A group of prominent U.S. authors, including Jonathan Franzen, John Grisham, George R.R. Martin and Jodi Picoult, has sued OpenAI over alleged copyright infringement in using their work to train ChatGPT.
The lawsuit, filed by the Authors Guild in Manhattan federal court on Tuesday, alleges that OpenAI “copied Plaintiffs’ works wholesale, without permission or consideration … then fed Plaintiffs’ copyrighted works into their ‘large language models’ or ‘LLMs,’ algorithms designed to output human-seeming text responses to users’ prompts and queries.”

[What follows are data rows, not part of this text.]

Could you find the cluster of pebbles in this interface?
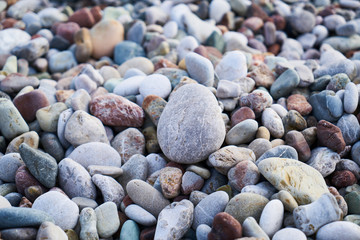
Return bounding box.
[0,0,360,240]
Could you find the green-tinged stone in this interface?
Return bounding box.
[0,207,54,229]
[0,183,17,196]
[104,78,123,93]
[216,185,232,199]
[120,220,140,240]
[344,191,360,214]
[2,56,17,74]
[19,143,58,188]
[270,69,300,99]
[204,31,225,52]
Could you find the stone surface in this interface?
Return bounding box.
[19,143,58,188]
[64,110,109,147]
[126,179,170,217]
[58,158,96,199]
[95,202,120,238]
[155,199,194,240]
[32,191,79,230]
[89,94,144,127]
[0,207,54,230]
[258,158,329,204]
[157,84,225,164]
[68,142,121,168]
[224,193,269,224]
[192,191,229,229]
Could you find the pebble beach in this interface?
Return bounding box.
[0,0,360,240]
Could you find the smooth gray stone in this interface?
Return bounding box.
[19,143,58,188]
[0,98,29,140]
[0,207,54,229]
[157,84,225,164]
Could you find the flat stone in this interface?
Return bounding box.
[111,128,145,163]
[19,143,58,188]
[79,207,99,239]
[32,191,79,230]
[258,158,328,204]
[36,221,68,239]
[58,158,96,200]
[126,179,170,217]
[95,202,120,238]
[91,174,125,207]
[0,98,29,140]
[192,191,229,229]
[316,221,360,240]
[68,142,121,168]
[89,94,144,127]
[64,110,109,147]
[125,204,156,226]
[0,207,54,230]
[224,193,269,224]
[157,84,225,164]
[293,193,342,236]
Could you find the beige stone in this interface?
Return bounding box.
[90,19,124,59]
[258,158,329,205]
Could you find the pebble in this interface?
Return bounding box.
[126,179,170,217]
[0,98,29,140]
[208,212,242,240]
[192,191,229,229]
[139,74,171,99]
[111,128,145,163]
[215,51,247,81]
[64,110,109,147]
[259,199,284,238]
[293,193,342,236]
[79,207,99,239]
[316,120,345,153]
[224,193,269,224]
[272,228,307,240]
[209,146,256,175]
[154,199,194,240]
[95,202,120,238]
[185,52,214,87]
[36,221,68,240]
[58,158,96,199]
[258,158,328,204]
[227,160,260,192]
[89,94,144,127]
[242,217,270,240]
[67,142,121,168]
[19,143,58,188]
[32,191,79,230]
[157,84,225,164]
[316,221,360,240]
[0,153,24,182]
[225,119,258,145]
[0,207,54,230]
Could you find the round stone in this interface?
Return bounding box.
[157,84,225,164]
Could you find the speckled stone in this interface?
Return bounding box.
[157,84,225,164]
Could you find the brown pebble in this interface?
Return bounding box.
[208,212,242,240]
[231,107,255,127]
[287,94,312,116]
[331,170,357,188]
[317,120,346,153]
[285,130,311,162]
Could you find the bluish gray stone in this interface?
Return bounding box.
[255,145,298,165]
[336,114,360,145]
[270,69,300,99]
[0,207,54,229]
[19,143,58,188]
[309,90,343,122]
[114,41,145,65]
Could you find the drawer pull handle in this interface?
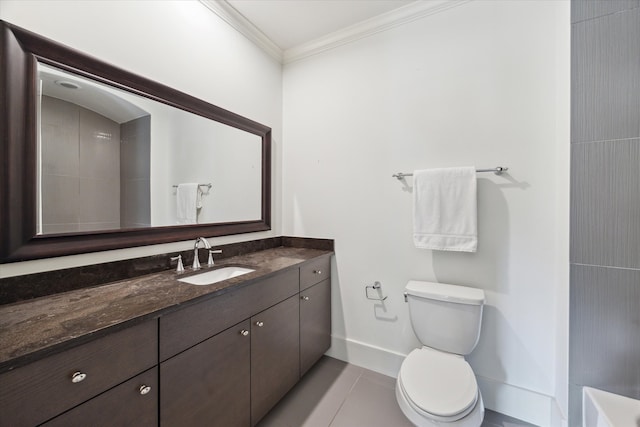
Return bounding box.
[71,371,87,384]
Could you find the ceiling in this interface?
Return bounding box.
[223,0,414,51]
[200,0,460,64]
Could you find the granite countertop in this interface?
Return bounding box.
[0,247,332,373]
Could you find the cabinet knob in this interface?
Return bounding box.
[71,371,87,383]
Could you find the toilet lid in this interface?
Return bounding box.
[399,348,478,417]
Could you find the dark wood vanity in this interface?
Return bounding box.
[0,248,332,427]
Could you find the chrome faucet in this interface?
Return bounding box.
[193,237,211,270]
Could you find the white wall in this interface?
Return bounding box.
[283,0,569,425]
[0,0,282,277]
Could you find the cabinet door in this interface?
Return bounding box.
[251,295,300,425]
[160,320,251,427]
[300,280,331,375]
[44,368,158,427]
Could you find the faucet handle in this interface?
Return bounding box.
[207,249,222,267]
[171,255,184,273]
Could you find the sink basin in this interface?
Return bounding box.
[582,387,640,427]
[178,266,255,285]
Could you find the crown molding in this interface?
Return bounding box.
[200,0,472,64]
[200,0,283,63]
[283,0,471,64]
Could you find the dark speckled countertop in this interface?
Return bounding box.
[0,247,332,373]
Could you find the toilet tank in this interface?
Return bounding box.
[405,280,484,355]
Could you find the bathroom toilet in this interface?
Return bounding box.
[396,280,484,427]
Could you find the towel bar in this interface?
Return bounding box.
[391,166,509,180]
[173,183,211,189]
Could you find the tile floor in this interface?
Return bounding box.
[258,356,533,427]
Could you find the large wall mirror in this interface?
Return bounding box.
[0,21,271,263]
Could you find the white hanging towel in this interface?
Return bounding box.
[176,183,199,224]
[413,167,478,252]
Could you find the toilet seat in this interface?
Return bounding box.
[398,347,478,422]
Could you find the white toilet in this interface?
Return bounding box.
[396,280,484,427]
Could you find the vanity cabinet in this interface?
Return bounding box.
[300,279,331,376]
[160,320,251,427]
[0,252,331,427]
[251,294,300,425]
[0,320,158,427]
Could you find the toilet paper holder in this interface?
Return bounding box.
[364,281,387,301]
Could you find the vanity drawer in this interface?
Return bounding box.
[160,269,299,361]
[43,367,158,427]
[0,320,158,427]
[300,256,331,290]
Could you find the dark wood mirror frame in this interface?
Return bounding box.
[0,21,271,263]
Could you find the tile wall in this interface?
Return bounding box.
[569,0,640,426]
[41,96,120,233]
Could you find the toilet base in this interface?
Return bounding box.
[396,382,484,427]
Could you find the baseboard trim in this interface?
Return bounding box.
[327,336,567,427]
[327,336,407,378]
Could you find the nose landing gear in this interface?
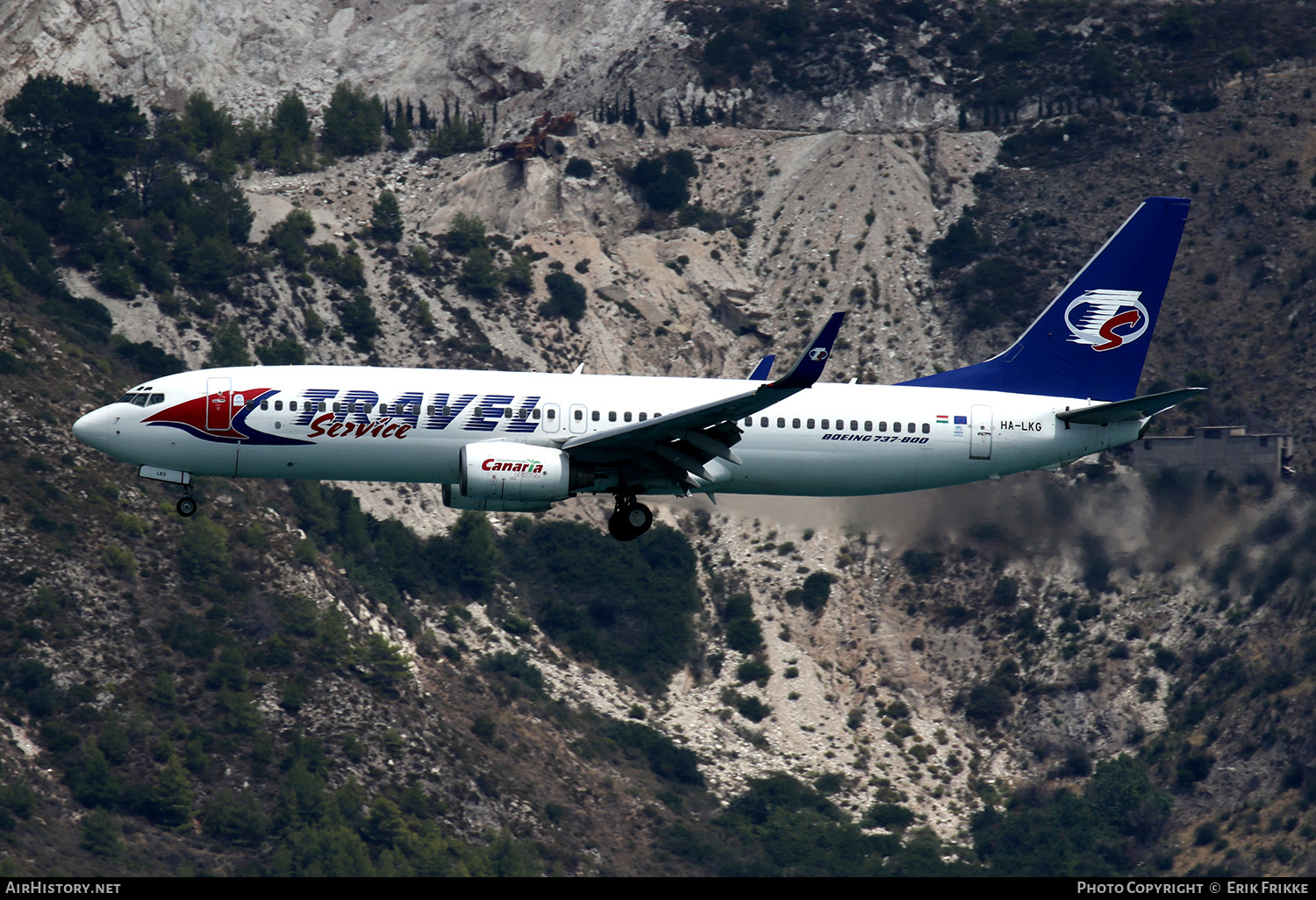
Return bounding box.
[608,494,654,541]
[176,482,197,518]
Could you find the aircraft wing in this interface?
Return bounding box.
[1055,389,1207,425]
[561,312,845,487]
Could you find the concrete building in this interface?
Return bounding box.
[1112,425,1294,482]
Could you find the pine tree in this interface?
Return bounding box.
[152,757,197,828]
[370,191,403,242]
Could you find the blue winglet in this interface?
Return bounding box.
[761,312,845,389]
[747,353,776,382]
[902,197,1191,400]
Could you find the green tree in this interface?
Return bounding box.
[152,755,197,828]
[205,320,252,368]
[178,518,231,582]
[503,253,534,295]
[202,789,270,847]
[262,94,312,174]
[389,116,415,153]
[457,247,503,300]
[370,191,403,242]
[78,810,124,860]
[444,213,489,257]
[540,273,586,323]
[255,339,307,366]
[339,294,384,350]
[265,210,316,273]
[449,511,499,599]
[68,739,124,810]
[320,83,384,157]
[631,150,699,212]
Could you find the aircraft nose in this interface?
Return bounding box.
[74,407,110,450]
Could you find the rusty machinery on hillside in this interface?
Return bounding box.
[490,112,576,162]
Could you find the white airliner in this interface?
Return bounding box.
[74,197,1200,541]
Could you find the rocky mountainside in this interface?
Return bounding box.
[0,0,1316,874]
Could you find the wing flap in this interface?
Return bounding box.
[562,312,845,460]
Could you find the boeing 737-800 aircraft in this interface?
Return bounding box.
[74,197,1200,541]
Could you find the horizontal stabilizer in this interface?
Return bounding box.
[902,197,1189,400]
[1055,389,1207,425]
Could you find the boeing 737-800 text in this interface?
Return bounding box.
[74,197,1199,541]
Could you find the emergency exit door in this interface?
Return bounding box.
[969,407,994,460]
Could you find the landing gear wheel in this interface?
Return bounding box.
[608,497,654,541]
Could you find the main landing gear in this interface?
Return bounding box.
[608,494,654,541]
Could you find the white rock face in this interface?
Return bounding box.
[0,0,683,125]
[0,0,957,139]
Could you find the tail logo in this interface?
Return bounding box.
[1065,289,1150,353]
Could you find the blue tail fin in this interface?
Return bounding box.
[903,197,1191,400]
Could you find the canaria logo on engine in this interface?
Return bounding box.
[1065,289,1150,352]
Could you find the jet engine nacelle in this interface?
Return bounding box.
[454,441,594,511]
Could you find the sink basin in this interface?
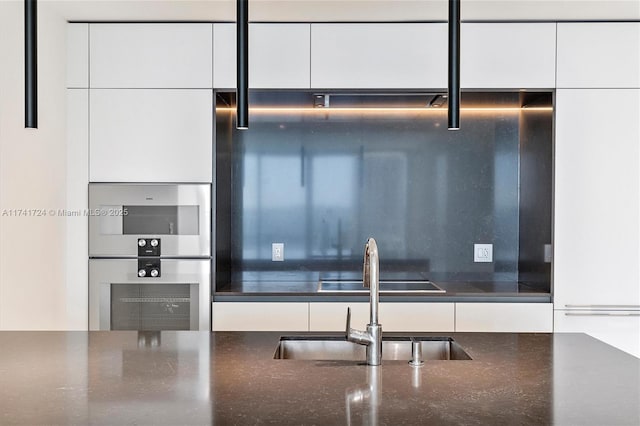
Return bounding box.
[273,336,471,362]
[318,280,445,294]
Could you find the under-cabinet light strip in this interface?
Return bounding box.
[216,107,553,115]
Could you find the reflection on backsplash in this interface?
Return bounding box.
[216,91,552,285]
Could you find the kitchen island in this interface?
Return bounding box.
[0,331,640,425]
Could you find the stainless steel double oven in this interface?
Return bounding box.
[89,183,211,330]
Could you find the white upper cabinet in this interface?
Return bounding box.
[89,23,213,88]
[557,22,640,88]
[460,23,556,89]
[554,89,640,309]
[213,24,311,89]
[67,23,89,89]
[89,89,213,183]
[311,23,448,89]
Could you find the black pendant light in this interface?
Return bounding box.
[236,0,249,129]
[24,0,38,129]
[447,0,460,130]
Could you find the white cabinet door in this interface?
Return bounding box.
[553,89,640,309]
[213,24,311,89]
[460,23,556,89]
[89,89,213,183]
[557,22,640,88]
[67,23,89,88]
[309,302,454,332]
[211,302,309,331]
[89,23,213,88]
[554,309,640,358]
[456,303,553,333]
[311,23,448,89]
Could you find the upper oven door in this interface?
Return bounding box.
[89,183,211,257]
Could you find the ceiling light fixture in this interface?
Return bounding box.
[236,0,249,129]
[24,0,38,129]
[448,0,460,130]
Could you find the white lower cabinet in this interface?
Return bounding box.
[211,302,309,331]
[456,303,553,333]
[309,302,368,331]
[554,310,640,358]
[309,302,454,332]
[211,302,553,333]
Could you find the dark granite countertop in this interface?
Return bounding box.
[213,280,551,303]
[0,331,640,425]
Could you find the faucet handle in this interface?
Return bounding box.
[344,307,351,340]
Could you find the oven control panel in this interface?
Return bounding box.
[138,238,160,256]
[138,257,160,278]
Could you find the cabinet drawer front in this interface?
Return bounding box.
[309,302,454,332]
[89,89,213,183]
[460,23,556,88]
[557,22,640,88]
[311,23,447,89]
[213,24,311,89]
[456,303,553,333]
[211,302,309,331]
[90,23,213,88]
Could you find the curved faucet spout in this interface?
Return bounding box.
[346,238,382,365]
[362,238,380,325]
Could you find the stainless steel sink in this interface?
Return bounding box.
[273,336,471,362]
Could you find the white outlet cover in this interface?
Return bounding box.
[473,244,493,263]
[271,243,284,262]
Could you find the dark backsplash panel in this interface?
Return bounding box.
[215,91,552,290]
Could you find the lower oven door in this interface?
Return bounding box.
[89,259,211,331]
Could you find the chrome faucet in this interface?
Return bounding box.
[346,238,382,365]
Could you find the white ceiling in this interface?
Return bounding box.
[40,0,640,22]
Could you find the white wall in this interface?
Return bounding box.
[0,0,640,329]
[0,2,69,329]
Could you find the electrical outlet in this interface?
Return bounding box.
[473,244,493,263]
[271,243,284,262]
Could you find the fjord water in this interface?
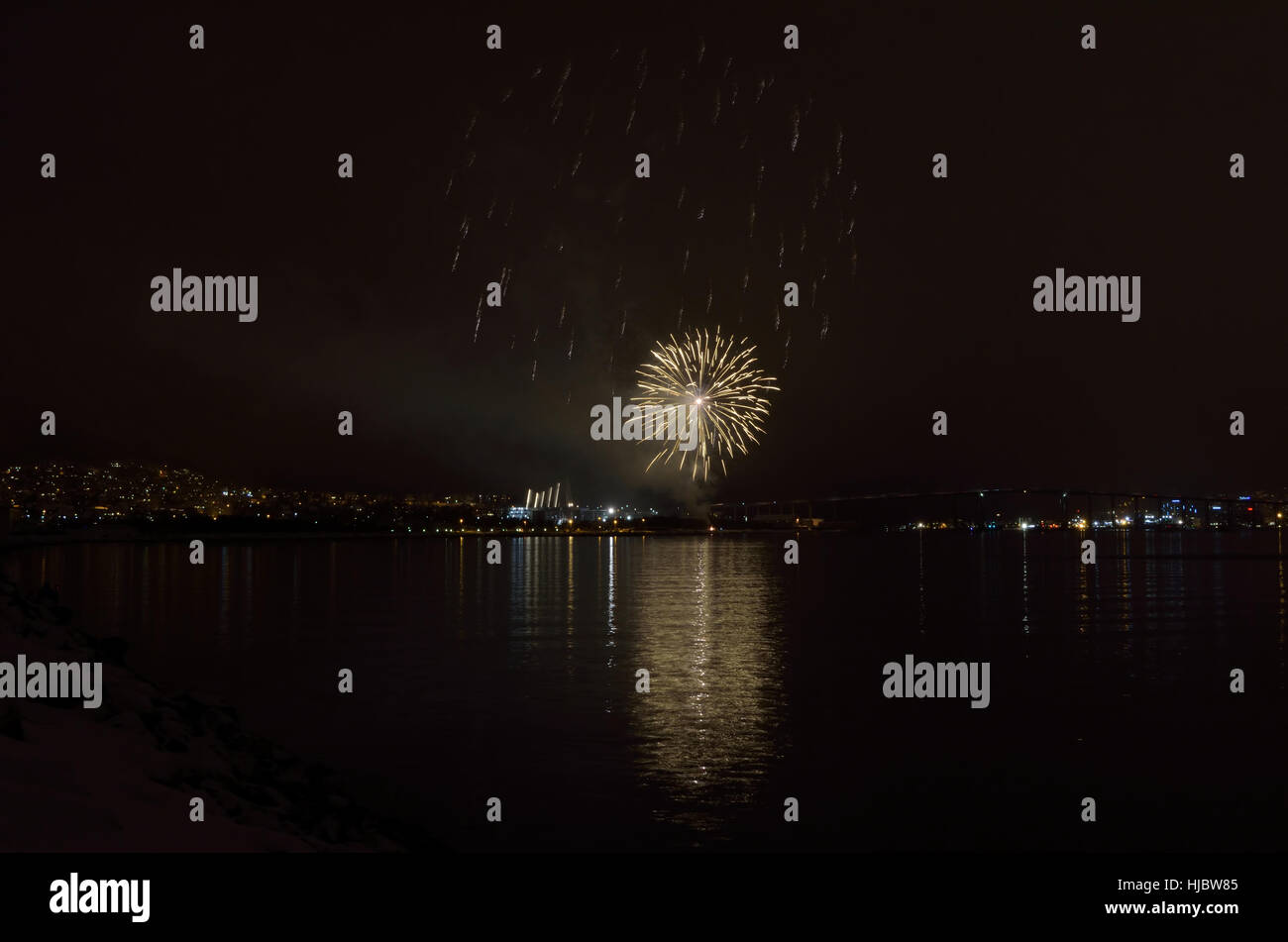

The proposed class-action lawsuit is one of a handful of recent legal actions against companies behind popular generative artificial intelligence tools, including large language models and image-generation models. In July, two authors filed a similar lawsuit against OpenAI, alleging that their books were used to train the company’s chatbot without their consent.
Getty Images sued Stability AI in February, alleging that the company behind the viral text-to-image generator copied 12 million of Getty’s images for training data. In January, Stability AI, Midjourney and DeviantArt were hit with a class-action lawsuit over copyright claims in their AI image generators.
Microsoft, GitHub and OpenAI are involved in a proposed class-action lawsuit, filed in November, which alleges that the companies scraped licensed code to train their code generators. There are several other generative AI-related lawsuits currently out there.
“These algorithms are at the heart of Defendants’ massive commercial enterprise,” the Authors Guild’s filing states. “And at the heart of these algorithms is systematic theft on a mass scale.”